I have a little time, so I'm going to read something from Pema Chodron that fits quite well with what Joko has just said; it just plugs right in. "The First Noble Truth of the Buddha is that when we feel suffering, it doesn't mean that something is wrong. What a relief. Finally, somebody told the truth. Suffering is part of life and we don't have to feel it's happening because we personally made the wrong move. In reality, however, when we feel suffering, we think that something is wrong. As long as we're addicted to hope, we feel that we can tone our experience down or liven it up or change it somehow, and we continue to suffer a lot.
"The word in Tibetan for hope is rewa; the word for fear is dokpa. More commonly the word re-dok is used, which combines the two, hope and fear. It's a feeling with two sides. As long as there's one, there's always the other. This re-dok is the root of our pain. In the world of hope and fear, we always have to change the channel, change the temperature, change the music, because something is getting uneasy, something is getting restless, something is beginning to hurt, and we keep looking for alternatives.
"In a nontheistic state of mind, that is, setting aside any question of God, abandoning hope is an affirmation, the beginning of the beginning. You could even put 'Abandon hope' on your refrigerator door, instead of more conventional aspirations like 'Every day in every way I'm getting better and better.'
"Hope and fear come from feeling that we lack something. They come from a sense of poverty; we can't simply relax with ourselves. We hold onto hope, and hope robs us of the present moment. We feel that someone else knows what's going on, but that there's something missing in us, and therefore something is lacking in our world.

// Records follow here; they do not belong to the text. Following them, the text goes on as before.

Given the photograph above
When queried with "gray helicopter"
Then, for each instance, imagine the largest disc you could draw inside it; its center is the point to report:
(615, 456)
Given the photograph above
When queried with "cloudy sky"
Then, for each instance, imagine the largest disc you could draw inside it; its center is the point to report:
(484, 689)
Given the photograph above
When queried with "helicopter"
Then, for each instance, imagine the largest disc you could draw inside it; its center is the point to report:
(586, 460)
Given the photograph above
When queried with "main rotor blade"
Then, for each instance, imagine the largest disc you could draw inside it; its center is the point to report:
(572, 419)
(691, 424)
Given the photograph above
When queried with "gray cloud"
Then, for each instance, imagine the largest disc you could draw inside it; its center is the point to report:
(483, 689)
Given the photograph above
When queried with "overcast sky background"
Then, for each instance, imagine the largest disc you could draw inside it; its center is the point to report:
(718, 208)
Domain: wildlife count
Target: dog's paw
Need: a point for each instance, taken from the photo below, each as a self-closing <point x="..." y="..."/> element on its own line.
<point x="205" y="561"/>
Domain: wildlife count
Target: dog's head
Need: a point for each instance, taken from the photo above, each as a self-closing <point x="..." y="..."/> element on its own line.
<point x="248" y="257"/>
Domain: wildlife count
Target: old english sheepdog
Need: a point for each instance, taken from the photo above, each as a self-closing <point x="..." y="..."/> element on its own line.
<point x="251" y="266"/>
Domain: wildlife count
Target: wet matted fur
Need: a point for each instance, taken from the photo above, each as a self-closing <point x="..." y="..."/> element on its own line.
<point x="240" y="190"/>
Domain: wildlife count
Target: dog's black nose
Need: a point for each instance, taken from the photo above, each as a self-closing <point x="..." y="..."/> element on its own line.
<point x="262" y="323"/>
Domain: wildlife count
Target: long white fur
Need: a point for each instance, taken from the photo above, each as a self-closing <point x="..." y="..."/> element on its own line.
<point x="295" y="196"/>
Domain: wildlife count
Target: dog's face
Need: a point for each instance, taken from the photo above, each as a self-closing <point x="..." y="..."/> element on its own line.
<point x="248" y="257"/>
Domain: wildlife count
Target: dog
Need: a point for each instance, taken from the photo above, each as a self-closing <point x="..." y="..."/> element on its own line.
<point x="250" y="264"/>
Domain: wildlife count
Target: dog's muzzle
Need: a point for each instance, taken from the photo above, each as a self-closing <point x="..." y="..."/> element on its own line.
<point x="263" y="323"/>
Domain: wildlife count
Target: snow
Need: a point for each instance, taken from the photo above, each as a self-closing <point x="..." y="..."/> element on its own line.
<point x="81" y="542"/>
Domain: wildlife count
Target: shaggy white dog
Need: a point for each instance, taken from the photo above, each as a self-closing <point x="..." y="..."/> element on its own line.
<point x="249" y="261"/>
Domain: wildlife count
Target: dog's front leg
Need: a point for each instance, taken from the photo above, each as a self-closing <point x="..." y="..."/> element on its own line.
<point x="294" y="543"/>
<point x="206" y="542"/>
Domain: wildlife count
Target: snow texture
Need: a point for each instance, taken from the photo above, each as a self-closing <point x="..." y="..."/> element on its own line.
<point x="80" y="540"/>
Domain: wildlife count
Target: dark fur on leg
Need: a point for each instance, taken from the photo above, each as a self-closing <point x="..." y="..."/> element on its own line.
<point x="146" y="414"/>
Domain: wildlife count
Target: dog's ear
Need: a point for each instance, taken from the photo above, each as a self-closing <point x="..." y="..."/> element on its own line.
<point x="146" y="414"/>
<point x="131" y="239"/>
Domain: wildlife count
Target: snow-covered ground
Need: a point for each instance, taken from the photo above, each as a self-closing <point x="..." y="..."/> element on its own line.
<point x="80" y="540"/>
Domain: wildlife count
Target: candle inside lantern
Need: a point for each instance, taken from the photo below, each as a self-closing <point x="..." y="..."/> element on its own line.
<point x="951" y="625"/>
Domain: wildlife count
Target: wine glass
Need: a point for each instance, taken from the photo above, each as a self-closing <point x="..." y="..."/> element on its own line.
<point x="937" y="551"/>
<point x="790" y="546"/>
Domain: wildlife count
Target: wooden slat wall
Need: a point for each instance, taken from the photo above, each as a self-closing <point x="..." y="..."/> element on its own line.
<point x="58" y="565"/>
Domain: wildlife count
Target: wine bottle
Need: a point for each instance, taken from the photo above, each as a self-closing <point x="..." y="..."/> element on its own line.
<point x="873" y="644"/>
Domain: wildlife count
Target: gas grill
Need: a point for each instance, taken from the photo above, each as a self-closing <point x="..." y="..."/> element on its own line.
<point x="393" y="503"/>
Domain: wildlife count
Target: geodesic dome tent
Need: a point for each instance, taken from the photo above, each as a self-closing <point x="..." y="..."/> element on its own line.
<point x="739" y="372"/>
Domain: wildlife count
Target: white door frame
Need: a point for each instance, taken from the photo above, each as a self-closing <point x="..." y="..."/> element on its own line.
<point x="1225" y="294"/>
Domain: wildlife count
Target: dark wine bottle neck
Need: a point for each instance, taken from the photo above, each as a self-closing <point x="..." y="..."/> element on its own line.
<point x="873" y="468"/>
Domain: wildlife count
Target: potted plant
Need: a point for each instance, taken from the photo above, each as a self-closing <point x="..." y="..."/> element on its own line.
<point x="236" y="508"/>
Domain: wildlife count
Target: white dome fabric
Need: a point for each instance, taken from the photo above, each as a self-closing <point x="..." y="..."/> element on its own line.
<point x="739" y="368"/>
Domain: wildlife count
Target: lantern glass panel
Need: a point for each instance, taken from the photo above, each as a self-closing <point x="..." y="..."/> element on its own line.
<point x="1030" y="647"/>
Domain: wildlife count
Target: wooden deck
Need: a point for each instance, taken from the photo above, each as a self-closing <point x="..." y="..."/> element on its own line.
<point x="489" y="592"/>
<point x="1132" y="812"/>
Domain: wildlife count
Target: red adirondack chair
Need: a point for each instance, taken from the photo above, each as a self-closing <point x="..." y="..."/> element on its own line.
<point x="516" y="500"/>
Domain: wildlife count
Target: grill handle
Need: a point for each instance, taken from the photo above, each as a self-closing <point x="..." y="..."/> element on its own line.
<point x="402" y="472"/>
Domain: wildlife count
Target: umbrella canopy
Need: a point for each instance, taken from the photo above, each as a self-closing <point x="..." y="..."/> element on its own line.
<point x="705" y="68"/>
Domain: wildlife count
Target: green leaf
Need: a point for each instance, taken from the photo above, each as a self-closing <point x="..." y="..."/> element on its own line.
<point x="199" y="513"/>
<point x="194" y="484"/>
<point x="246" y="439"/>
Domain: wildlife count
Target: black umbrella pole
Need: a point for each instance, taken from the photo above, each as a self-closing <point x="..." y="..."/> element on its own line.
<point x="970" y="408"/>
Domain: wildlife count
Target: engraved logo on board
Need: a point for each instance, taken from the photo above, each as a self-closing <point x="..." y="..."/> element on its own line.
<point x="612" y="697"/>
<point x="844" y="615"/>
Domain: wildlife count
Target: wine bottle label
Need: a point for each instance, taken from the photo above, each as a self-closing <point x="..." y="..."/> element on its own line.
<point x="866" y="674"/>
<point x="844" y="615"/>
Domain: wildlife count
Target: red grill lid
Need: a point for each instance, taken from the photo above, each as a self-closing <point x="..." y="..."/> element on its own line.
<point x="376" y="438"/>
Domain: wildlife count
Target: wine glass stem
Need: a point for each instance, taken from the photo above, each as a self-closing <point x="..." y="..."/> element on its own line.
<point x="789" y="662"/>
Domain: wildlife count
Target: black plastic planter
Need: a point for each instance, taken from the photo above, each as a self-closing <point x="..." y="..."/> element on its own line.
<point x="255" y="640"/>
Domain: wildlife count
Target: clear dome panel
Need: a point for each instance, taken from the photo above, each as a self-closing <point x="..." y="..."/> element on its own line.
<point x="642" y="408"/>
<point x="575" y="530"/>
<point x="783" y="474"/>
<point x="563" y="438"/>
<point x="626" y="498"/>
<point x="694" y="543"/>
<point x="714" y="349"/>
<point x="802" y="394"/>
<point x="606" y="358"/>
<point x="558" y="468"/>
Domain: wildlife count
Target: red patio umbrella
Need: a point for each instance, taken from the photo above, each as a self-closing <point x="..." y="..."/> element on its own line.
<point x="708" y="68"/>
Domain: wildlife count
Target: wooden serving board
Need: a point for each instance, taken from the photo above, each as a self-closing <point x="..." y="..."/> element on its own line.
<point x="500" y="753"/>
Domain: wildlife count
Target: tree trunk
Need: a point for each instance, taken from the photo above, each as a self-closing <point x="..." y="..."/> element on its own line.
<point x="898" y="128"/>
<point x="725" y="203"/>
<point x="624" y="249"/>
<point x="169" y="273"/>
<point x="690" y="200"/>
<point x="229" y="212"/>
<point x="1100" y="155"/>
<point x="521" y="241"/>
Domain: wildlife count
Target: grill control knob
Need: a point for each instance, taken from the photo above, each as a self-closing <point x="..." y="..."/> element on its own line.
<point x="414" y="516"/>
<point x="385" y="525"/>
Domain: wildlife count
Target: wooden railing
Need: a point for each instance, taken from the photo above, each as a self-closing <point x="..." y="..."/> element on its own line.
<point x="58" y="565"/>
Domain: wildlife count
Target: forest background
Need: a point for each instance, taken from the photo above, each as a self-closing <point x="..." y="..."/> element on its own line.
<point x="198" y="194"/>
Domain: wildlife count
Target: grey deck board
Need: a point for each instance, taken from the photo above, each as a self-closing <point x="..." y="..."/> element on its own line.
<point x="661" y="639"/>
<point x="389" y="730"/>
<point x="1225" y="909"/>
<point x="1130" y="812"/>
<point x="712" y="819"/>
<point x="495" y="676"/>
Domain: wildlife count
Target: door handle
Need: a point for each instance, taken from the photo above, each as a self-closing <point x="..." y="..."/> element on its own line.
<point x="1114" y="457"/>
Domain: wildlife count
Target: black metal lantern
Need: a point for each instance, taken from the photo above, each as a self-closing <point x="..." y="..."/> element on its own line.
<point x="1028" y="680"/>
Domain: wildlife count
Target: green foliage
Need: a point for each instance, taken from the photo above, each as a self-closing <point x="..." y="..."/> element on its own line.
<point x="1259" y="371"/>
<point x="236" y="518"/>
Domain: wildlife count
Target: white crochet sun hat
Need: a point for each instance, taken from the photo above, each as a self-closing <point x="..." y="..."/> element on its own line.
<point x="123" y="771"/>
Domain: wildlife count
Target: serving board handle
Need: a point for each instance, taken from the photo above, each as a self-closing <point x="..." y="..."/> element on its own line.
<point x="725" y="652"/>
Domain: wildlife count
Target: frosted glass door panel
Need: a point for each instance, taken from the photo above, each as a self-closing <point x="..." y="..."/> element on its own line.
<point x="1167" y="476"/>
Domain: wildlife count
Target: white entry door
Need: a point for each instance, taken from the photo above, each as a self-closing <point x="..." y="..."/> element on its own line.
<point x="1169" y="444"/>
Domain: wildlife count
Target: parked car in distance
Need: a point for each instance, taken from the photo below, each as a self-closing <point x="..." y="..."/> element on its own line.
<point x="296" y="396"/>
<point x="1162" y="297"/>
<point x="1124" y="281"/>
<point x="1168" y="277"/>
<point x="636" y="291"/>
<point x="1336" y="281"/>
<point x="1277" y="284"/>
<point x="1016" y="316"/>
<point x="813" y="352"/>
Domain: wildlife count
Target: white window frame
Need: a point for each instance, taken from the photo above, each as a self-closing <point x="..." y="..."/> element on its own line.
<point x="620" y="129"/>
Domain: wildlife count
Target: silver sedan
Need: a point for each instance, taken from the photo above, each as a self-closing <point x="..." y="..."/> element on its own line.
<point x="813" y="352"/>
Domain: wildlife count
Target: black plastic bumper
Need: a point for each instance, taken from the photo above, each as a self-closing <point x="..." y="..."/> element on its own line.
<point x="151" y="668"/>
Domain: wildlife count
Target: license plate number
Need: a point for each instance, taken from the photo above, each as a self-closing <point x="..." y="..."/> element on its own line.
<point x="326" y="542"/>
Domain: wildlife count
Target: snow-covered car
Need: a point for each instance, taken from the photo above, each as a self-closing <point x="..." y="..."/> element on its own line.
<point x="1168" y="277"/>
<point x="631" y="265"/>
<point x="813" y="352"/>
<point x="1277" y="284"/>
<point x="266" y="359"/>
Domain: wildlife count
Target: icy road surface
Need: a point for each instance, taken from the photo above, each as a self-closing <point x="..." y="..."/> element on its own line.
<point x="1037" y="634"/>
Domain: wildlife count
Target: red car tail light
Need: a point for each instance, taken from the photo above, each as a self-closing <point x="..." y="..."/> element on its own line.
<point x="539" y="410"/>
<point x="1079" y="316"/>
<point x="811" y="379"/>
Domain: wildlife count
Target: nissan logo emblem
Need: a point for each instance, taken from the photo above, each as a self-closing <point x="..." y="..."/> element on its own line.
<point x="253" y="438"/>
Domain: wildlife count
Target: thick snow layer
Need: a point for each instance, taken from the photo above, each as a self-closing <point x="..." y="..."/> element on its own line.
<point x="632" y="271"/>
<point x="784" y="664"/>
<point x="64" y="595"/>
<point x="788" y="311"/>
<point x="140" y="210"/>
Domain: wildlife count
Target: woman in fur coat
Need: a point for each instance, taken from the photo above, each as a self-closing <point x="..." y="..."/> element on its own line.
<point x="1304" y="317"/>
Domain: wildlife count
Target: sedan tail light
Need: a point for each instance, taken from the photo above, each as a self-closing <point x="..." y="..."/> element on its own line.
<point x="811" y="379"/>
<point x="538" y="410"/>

"Rather than letting our negativity get the better of us, we could acknowledge that right now we feel like a piece of shit and not be squeamish about taking a good look. That's the compassionate thing to do. That's the brave thing to do. You can smell it, feel it; what is its texture, color and shape?
"We can explore the nature of that piece of shit. We can know the nature of dislike, shame, and embarrassment and not believe that there's something wrong with that. We can drop that fundamental hope that there is a better 'me' who one day will emerge. We can't just jump over ourselves as if we're not there. It's better to take that straight look at all our hopes and fears. Then some kind of confidence in our basic sanity arises.
"This is where renunciation enters the picture, renunciation of the hope that our experience could be different, renunciation of the hope that we could be better. The Buddhist monastic rules that advise renouncing liquor, renouncing sex, and so on are not pointing out that these things are inherently bad or immoral, but that we use them as babysitters. We use them as a way to escape; we use them to try to get comfort and distract ourselves. The real thing that we renounce is the tenacious hope that we could be saved from being who we are. Renunciation is a teaching to inspire us to investigate what's happening every time we grab something because we can't stand to face what's coming."
Such a fruitful switch to move from strategies of escape to a strategy of opening, of acceptance, of kindness, kindness to ourselves, kindness to others. We can talk about it and think about it. But in order to do it, we need to train the mind; we need to do this minute, close work. We need to let ourselves sink into our practice, take up the method. There's no better place to do it than in a 7-day sesshin. There's so much that's possible. So many people before us have opened up, and of course there's no final opening. There's no point at which we flap our wings and fly off into the sunset. But we learn a different way of life, a way that works, a way that makes sense, a way that's helpful to life itself, to others.